Is there any reason to believe that California will dodge Quebec-type cost overruns or shortages or inequities? None whatsoever.
It is true that California's program will be for only 4-year-olds, somewhat limiting demand. However, this will be offset by the greater moral hazard in the program, because parents won't be required to contribute anything toward their child's care.
At the same time that it will fuel demand, the program — by its very existence — will shrink supply in the private sector.
Unlike Quebec, California's program won't ban new private preschools or bar existing ones from participating. But private preschools that don't participate will be hard-pressed to find parents to pay when competing against fully subsidized schools.
Preschools that do participate will have to pay wages on the K-12 teacher scale negotiated through a mandatory collective bargaining process that the unions lobbied for. They will also face other onerous regulations such as minimum staff-child ratios. All of this will raise the cost of doing business, driving many private day care centers out of the market and leaving fewer affordable options for low-income parents for whom three hours of state-funded day care covers less than half their needs.
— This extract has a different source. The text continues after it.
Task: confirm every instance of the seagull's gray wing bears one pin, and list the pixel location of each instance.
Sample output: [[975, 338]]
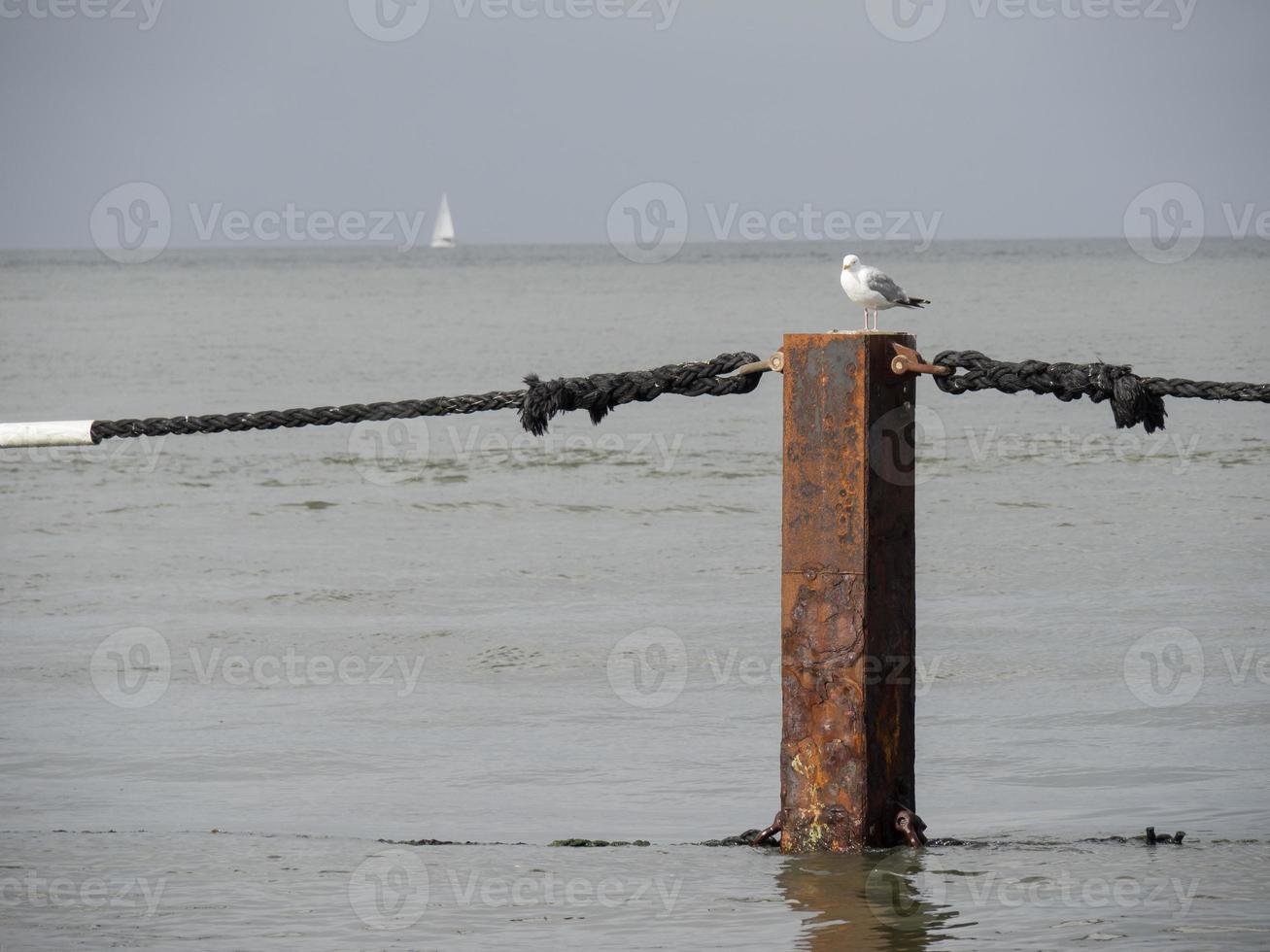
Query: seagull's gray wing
[[889, 289], [884, 286]]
Will California's program enhance school readiness of children in its care and improve educational outcomes, one of the main arguments of child care advocates? Not if Quebec's experience is any indication.
Pierre Lefebvre, an economics professor at Universite du Quebec, has just completed a study comparing 4- to 5-year-olds in Quebec with kids elsewhere in Canada and found that Quebec kids have no better scores on the Peabody vocabulary test — the most widely used indicator of school readiness.
California's private day care industry already serves the needs of a majority of parents effectively. In addition, California and San Francisco already offer child care assistance to needy parents through welfare-to-work and myriad other programs. Instead of instituting a huge, new pre-school entitlement, the best way to deal with any remaining need might be to strengthen such programs.
Universal preschool sounds progressive, but actually has pernicious unintended consequences for the parents and children it seeks to help.
Ms. Dalmia is a senior analyst and Ms. Snell the director of education policy at Reason Foundation, a California-based free-market think tank.